El estilo democrático que se ha impuesto con lo que algunos llamaron pretenciosamente «el fin de la historia» exige la celebración de consultas periódicas a la ciudadanía. Es triste constatar cómo se extiende la opinión de que en realidad todo está precocinado en el seno de organizaciones partidistas de particular opacidad porque hemos creado una superestructura de partidos políticos cada vez más endogámicos y atentos a sus propios intereses por encima de los de la ciudadanía. Un ejemplo claro es lo que acaba de ocurrir con Bankia donde el rechazo de los grandes partidos nacionales a abrir una investigación sobre una salida a bolsa que ha hecho perder grandes cantidades de dinero a mucha gente ha desembocado en una denuncia ante la justicia por parte de un partido minoritario. Los partidos grandes tenían intereses en el banco intervenido y en ningún momento han dado la impresión de querer que se supiera lo que de verdad ha pasado. La consecuencia es que los jueces intervendrán ahora por dejadez del Parlamento, que se ha movilizado demasiado tarde.
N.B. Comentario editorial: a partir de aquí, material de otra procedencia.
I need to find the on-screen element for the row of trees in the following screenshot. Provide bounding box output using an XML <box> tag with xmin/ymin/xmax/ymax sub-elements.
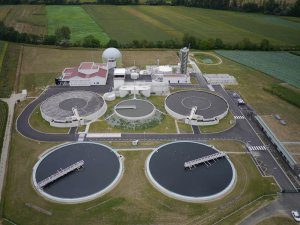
<box><xmin>146</xmin><ymin>0</ymin><xmax>300</xmax><ymax>16</ymax></box>
<box><xmin>0</xmin><ymin>22</ymin><xmax>296</xmax><ymax>51</ymax></box>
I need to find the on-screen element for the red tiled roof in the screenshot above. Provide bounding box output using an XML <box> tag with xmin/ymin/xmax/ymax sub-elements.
<box><xmin>63</xmin><ymin>64</ymin><xmax>107</xmax><ymax>79</ymax></box>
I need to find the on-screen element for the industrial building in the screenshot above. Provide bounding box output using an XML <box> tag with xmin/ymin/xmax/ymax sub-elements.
<box><xmin>113</xmin><ymin>48</ymin><xmax>191</xmax><ymax>97</ymax></box>
<box><xmin>55</xmin><ymin>62</ymin><xmax>108</xmax><ymax>86</ymax></box>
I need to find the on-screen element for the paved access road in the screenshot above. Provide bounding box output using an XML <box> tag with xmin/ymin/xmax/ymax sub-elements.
<box><xmin>16</xmin><ymin>86</ymin><xmax>110</xmax><ymax>142</ymax></box>
<box><xmin>240</xmin><ymin>193</ymin><xmax>300</xmax><ymax>225</ymax></box>
<box><xmin>16</xmin><ymin>85</ymin><xmax>295</xmax><ymax>191</ymax></box>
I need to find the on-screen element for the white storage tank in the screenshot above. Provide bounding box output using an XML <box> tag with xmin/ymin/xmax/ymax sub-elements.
<box><xmin>102</xmin><ymin>48</ymin><xmax>122</xmax><ymax>69</ymax></box>
<box><xmin>130</xmin><ymin>72</ymin><xmax>139</xmax><ymax>80</ymax></box>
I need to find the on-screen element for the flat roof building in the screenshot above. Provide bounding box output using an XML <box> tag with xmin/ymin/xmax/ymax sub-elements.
<box><xmin>55</xmin><ymin>62</ymin><xmax>108</xmax><ymax>86</ymax></box>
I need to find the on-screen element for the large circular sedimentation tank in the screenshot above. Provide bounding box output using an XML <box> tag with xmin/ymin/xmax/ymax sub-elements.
<box><xmin>165</xmin><ymin>90</ymin><xmax>229</xmax><ymax>120</ymax></box>
<box><xmin>114</xmin><ymin>99</ymin><xmax>155</xmax><ymax>121</ymax></box>
<box><xmin>32</xmin><ymin>142</ymin><xmax>123</xmax><ymax>203</ymax></box>
<box><xmin>40</xmin><ymin>91</ymin><xmax>107</xmax><ymax>127</ymax></box>
<box><xmin>146</xmin><ymin>141</ymin><xmax>236</xmax><ymax>202</ymax></box>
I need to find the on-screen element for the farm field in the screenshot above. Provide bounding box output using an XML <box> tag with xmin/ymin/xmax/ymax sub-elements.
<box><xmin>216</xmin><ymin>50</ymin><xmax>300</xmax><ymax>88</ymax></box>
<box><xmin>2</xmin><ymin>102</ymin><xmax>278</xmax><ymax>225</ymax></box>
<box><xmin>0</xmin><ymin>5</ymin><xmax>47</xmax><ymax>35</ymax></box>
<box><xmin>83</xmin><ymin>5</ymin><xmax>300</xmax><ymax>45</ymax></box>
<box><xmin>200</xmin><ymin>51</ymin><xmax>300</xmax><ymax>141</ymax></box>
<box><xmin>0</xmin><ymin>5</ymin><xmax>11</xmax><ymax>21</ymax></box>
<box><xmin>46</xmin><ymin>6</ymin><xmax>109</xmax><ymax>44</ymax></box>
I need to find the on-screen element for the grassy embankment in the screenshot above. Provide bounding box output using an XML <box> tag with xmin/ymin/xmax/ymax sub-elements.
<box><xmin>89</xmin><ymin>96</ymin><xmax>176</xmax><ymax>133</ymax></box>
<box><xmin>2</xmin><ymin>110</ymin><xmax>278</xmax><ymax>225</ymax></box>
<box><xmin>0</xmin><ymin>42</ymin><xmax>20</xmax><ymax>98</ymax></box>
<box><xmin>200</xmin><ymin>51</ymin><xmax>300</xmax><ymax>141</ymax></box>
<box><xmin>0</xmin><ymin>101</ymin><xmax>8</xmax><ymax>155</ymax></box>
<box><xmin>29</xmin><ymin>105</ymin><xmax>69</xmax><ymax>133</ymax></box>
<box><xmin>257</xmin><ymin>216</ymin><xmax>297</xmax><ymax>225</ymax></box>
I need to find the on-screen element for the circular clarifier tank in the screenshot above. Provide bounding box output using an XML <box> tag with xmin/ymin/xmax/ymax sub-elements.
<box><xmin>32</xmin><ymin>142</ymin><xmax>123</xmax><ymax>203</ymax></box>
<box><xmin>165</xmin><ymin>90</ymin><xmax>229</xmax><ymax>120</ymax></box>
<box><xmin>40</xmin><ymin>91</ymin><xmax>107</xmax><ymax>127</ymax></box>
<box><xmin>114</xmin><ymin>99</ymin><xmax>155</xmax><ymax>121</ymax></box>
<box><xmin>146</xmin><ymin>141</ymin><xmax>236</xmax><ymax>202</ymax></box>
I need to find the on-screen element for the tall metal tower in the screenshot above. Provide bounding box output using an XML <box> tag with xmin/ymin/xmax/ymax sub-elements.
<box><xmin>179</xmin><ymin>47</ymin><xmax>190</xmax><ymax>74</ymax></box>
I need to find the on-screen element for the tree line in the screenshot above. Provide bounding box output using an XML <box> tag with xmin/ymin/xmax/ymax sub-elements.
<box><xmin>0</xmin><ymin>22</ymin><xmax>300</xmax><ymax>51</ymax></box>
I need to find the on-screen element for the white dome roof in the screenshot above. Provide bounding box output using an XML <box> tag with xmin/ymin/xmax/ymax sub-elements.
<box><xmin>102</xmin><ymin>48</ymin><xmax>122</xmax><ymax>59</ymax></box>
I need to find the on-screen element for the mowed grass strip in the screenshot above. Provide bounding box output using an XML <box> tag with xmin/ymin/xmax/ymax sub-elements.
<box><xmin>199</xmin><ymin>51</ymin><xmax>300</xmax><ymax>141</ymax></box>
<box><xmin>1</xmin><ymin>118</ymin><xmax>278</xmax><ymax>225</ymax></box>
<box><xmin>83</xmin><ymin>5</ymin><xmax>300</xmax><ymax>45</ymax></box>
<box><xmin>0</xmin><ymin>41</ymin><xmax>7</xmax><ymax>72</ymax></box>
<box><xmin>0</xmin><ymin>43</ymin><xmax>21</xmax><ymax>98</ymax></box>
<box><xmin>46</xmin><ymin>6</ymin><xmax>109</xmax><ymax>44</ymax></box>
<box><xmin>0</xmin><ymin>101</ymin><xmax>8</xmax><ymax>154</ymax></box>
<box><xmin>216</xmin><ymin>50</ymin><xmax>300</xmax><ymax>88</ymax></box>
<box><xmin>4</xmin><ymin>5</ymin><xmax>47</xmax><ymax>35</ymax></box>
<box><xmin>0</xmin><ymin>5</ymin><xmax>11</xmax><ymax>21</ymax></box>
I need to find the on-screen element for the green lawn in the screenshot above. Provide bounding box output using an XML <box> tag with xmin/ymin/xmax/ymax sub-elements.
<box><xmin>83</xmin><ymin>5</ymin><xmax>300</xmax><ymax>45</ymax></box>
<box><xmin>216</xmin><ymin>50</ymin><xmax>300</xmax><ymax>88</ymax></box>
<box><xmin>1</xmin><ymin>110</ymin><xmax>278</xmax><ymax>225</ymax></box>
<box><xmin>0</xmin><ymin>43</ymin><xmax>21</xmax><ymax>98</ymax></box>
<box><xmin>19</xmin><ymin>73</ymin><xmax>58</xmax><ymax>96</ymax></box>
<box><xmin>0</xmin><ymin>101</ymin><xmax>8</xmax><ymax>155</ymax></box>
<box><xmin>29</xmin><ymin>105</ymin><xmax>69</xmax><ymax>133</ymax></box>
<box><xmin>257</xmin><ymin>216</ymin><xmax>298</xmax><ymax>225</ymax></box>
<box><xmin>0</xmin><ymin>41</ymin><xmax>7</xmax><ymax>72</ymax></box>
<box><xmin>46</xmin><ymin>6</ymin><xmax>109</xmax><ymax>44</ymax></box>
<box><xmin>199</xmin><ymin>51</ymin><xmax>300</xmax><ymax>141</ymax></box>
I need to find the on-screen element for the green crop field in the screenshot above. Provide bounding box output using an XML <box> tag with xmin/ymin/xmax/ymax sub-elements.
<box><xmin>216</xmin><ymin>51</ymin><xmax>300</xmax><ymax>88</ymax></box>
<box><xmin>0</xmin><ymin>5</ymin><xmax>47</xmax><ymax>35</ymax></box>
<box><xmin>0</xmin><ymin>5</ymin><xmax>11</xmax><ymax>21</ymax></box>
<box><xmin>46</xmin><ymin>6</ymin><xmax>109</xmax><ymax>44</ymax></box>
<box><xmin>83</xmin><ymin>5</ymin><xmax>300</xmax><ymax>45</ymax></box>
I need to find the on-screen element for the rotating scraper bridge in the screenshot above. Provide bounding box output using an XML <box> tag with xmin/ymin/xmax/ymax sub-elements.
<box><xmin>16</xmin><ymin>85</ymin><xmax>294</xmax><ymax>199</ymax></box>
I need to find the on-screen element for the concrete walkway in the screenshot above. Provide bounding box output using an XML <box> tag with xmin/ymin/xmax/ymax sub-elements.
<box><xmin>0</xmin><ymin>94</ymin><xmax>20</xmax><ymax>201</ymax></box>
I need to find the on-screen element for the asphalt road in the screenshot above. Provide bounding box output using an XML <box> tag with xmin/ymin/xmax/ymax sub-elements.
<box><xmin>16</xmin><ymin>85</ymin><xmax>295</xmax><ymax>191</ymax></box>
<box><xmin>240</xmin><ymin>193</ymin><xmax>300</xmax><ymax>225</ymax></box>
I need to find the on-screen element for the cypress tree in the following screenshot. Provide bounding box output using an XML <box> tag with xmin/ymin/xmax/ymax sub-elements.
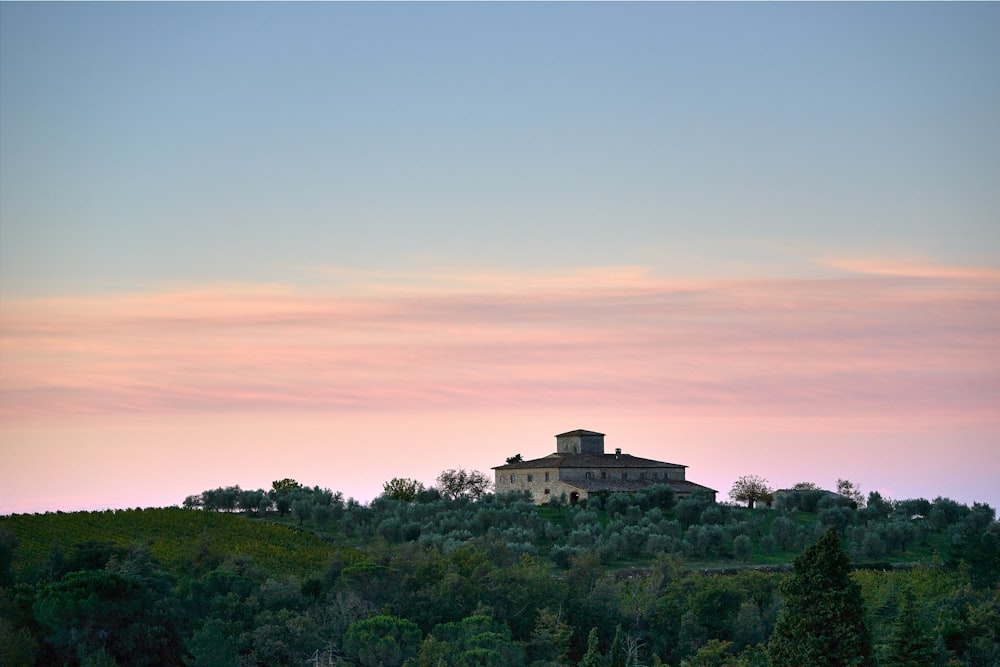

Esto desmotiva a la ciudadanía y desprestigia a la clase política. Los partidos políticos aparecen entre las instituciones menos valoradas del país y eso no es bueno. Este es un momento en el que los españoles y los europeos en general tenemos muchos frentes abiertos y poca necesidad de abrir otros melones. Pero las épocas de crisis son también momentos de oportunidad en los que puede ser posible enfrentar cambios que serían impensables en otro momento. El llamado movimiento de los «indignados» —todo lo difuso, inconcreto, descabezado y asambleario que se quiera— tiene, a mi juicio, la virtud de ser una llamada de atención ante el progresivo distanciamiento que se percibe entre gobernantes y gobernados.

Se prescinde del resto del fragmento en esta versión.